Member of the National Assembly
- Incumbent
- Assumed office 1 August 2022

Personal details
- Born: 15 August 1973 (age 52) Sremska Mitrovica, SAP Vojvodina, SR Serbia, SFR Yugoslavia
- Party: DS (2008–present)
- Alma mater: University of Belgrade Higher School for Sports Coaches
- Occupation: Politician

= Dragana Rakić =

Serbian politician

Dragana Rakić (Драгана Ракић; born 15 August 1973) is a Serbian politician who has been a member of the National Assembly since 1 August 2022. She is the deputy president of the Democratic Party (DS).

== Biography ==
Rakić was born on 15 August 1973 in Sremska Mitrovica, SAP Vojvodina, SR Serbia, SFR Yugoslavia. She graduated from the Faculty of Philology, University of Belgrade at the Department of General Literature and Literary Theory in 1988. She is currently a PhD student at the same faculty. Her field of scientific research is the cultural history of South Banat.

She also graduated from the Higher School for Sports Coaches in Belgrade and earned the title of basketball coach. She was an active basketball player and basketball coach until 2008.

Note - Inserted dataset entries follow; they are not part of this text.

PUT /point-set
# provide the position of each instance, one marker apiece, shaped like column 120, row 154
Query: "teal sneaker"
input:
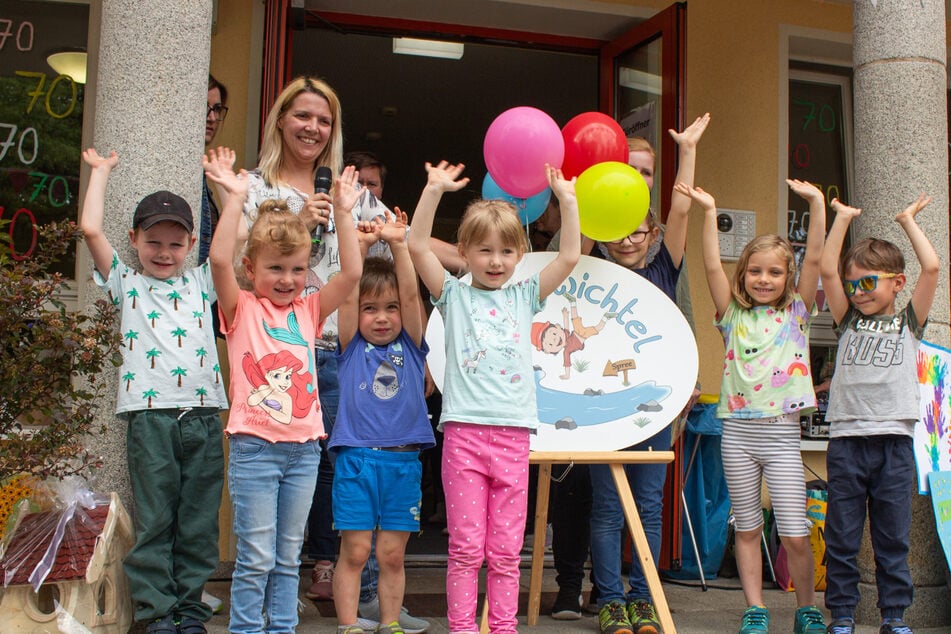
column 755, row 620
column 809, row 621
column 613, row 619
column 643, row 617
column 894, row 626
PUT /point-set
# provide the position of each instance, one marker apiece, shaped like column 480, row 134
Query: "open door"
column 642, row 76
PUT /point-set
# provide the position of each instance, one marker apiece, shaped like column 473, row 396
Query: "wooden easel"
column 616, row 461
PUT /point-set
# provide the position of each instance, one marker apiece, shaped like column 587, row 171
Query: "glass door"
column 642, row 76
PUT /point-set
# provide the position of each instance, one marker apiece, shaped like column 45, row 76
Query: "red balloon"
column 592, row 138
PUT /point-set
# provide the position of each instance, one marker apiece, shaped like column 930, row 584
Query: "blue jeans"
column 271, row 486
column 321, row 537
column 607, row 521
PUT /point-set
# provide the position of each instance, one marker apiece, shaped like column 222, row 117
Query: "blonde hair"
column 483, row 217
column 640, row 144
column 277, row 227
column 760, row 244
column 271, row 158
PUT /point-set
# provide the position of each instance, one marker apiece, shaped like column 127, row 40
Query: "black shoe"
column 567, row 605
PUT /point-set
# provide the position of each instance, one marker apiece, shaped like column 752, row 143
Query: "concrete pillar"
column 150, row 100
column 901, row 143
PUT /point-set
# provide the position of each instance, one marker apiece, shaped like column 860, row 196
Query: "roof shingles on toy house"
column 86, row 577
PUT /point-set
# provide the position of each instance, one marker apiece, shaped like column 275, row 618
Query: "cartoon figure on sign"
column 552, row 339
column 281, row 389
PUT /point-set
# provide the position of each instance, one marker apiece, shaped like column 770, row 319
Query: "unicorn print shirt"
column 766, row 368
column 489, row 376
column 273, row 371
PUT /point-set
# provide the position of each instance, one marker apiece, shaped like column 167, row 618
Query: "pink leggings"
column 485, row 478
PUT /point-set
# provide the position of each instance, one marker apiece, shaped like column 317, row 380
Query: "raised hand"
column 805, row 190
column 844, row 211
column 703, row 198
column 692, row 133
column 93, row 160
column 445, row 177
column 561, row 187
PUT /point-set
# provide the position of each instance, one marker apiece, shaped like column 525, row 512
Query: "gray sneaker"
column 369, row 613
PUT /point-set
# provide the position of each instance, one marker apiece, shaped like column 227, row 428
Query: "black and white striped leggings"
column 765, row 447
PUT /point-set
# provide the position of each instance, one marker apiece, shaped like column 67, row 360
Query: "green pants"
column 176, row 466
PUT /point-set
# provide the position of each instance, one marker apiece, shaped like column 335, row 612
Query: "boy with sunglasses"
column 873, row 407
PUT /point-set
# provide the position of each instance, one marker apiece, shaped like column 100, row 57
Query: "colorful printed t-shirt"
column 169, row 356
column 766, row 369
column 489, row 376
column 384, row 405
column 273, row 371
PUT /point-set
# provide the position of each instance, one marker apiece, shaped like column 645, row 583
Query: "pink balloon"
column 592, row 138
column 517, row 145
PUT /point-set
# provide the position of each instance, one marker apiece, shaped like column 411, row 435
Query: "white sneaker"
column 212, row 601
column 369, row 613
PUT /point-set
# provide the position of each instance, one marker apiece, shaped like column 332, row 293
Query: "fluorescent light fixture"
column 639, row 80
column 427, row 48
column 72, row 63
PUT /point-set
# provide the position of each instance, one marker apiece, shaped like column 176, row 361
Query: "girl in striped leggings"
column 764, row 317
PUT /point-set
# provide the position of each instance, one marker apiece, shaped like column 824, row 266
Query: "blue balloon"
column 529, row 209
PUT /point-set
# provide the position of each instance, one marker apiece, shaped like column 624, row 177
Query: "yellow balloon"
column 613, row 200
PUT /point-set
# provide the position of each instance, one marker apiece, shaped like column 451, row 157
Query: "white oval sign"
column 615, row 359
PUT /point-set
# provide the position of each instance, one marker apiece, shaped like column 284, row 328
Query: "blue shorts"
column 377, row 489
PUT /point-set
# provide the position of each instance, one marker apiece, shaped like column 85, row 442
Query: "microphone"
column 322, row 182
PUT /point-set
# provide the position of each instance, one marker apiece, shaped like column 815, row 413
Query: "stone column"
column 150, row 100
column 901, row 142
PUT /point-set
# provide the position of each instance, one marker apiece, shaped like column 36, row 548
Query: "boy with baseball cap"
column 170, row 394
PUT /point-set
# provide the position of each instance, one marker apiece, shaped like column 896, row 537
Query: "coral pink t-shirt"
column 273, row 371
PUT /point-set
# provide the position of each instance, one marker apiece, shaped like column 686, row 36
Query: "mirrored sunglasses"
column 865, row 284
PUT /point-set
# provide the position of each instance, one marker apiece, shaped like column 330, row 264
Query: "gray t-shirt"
column 875, row 386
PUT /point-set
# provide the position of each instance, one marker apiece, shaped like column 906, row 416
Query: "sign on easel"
column 615, row 359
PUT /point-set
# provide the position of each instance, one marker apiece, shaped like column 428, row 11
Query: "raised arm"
column 923, row 295
column 394, row 234
column 94, row 209
column 829, row 260
column 717, row 280
column 335, row 291
column 440, row 179
column 569, row 251
column 675, row 233
column 809, row 271
column 233, row 188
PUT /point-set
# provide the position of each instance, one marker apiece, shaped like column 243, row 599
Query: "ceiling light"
column 427, row 48
column 69, row 62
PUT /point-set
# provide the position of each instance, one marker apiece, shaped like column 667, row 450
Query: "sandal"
column 164, row 625
column 188, row 625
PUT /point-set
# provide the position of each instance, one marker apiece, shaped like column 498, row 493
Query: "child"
column 381, row 426
column 873, row 407
column 620, row 612
column 488, row 411
column 764, row 318
column 276, row 421
column 173, row 443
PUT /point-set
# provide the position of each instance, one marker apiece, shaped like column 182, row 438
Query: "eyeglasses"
column 220, row 110
column 865, row 284
column 635, row 238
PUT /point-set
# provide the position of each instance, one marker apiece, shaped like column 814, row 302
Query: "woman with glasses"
column 633, row 611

She is employed at the City Library in Vršac. She is the president of the board of directors of the Ljuba Davidović Foundation, member of the supervisory board of the Center for Women's Rights in Vršac, member of the Independent Association of Journalists of Vojvodina and a member of the Library Association of Serbia (BDS).

=== Political career ===
Rakić joined the Democratic Party (DS) in 2008.

She has been a member of the municipal board of DS in Vršac since 2010. She was a member of the Assembly of the City of Vršac. Since November 2014, she has been the vice president of the city board of DS in Vršac.

She was elected to the main board of the DS in 2017 and was elected vice president of DS on 2 June 2018.

In the 2022 general election, the Democratic Party contested as part of the United for the Victory of Serbia alliance and Rakić was elected to the National Assembly.

== Personal life ==
Rakić is married and has a son. She speaks English and Russian.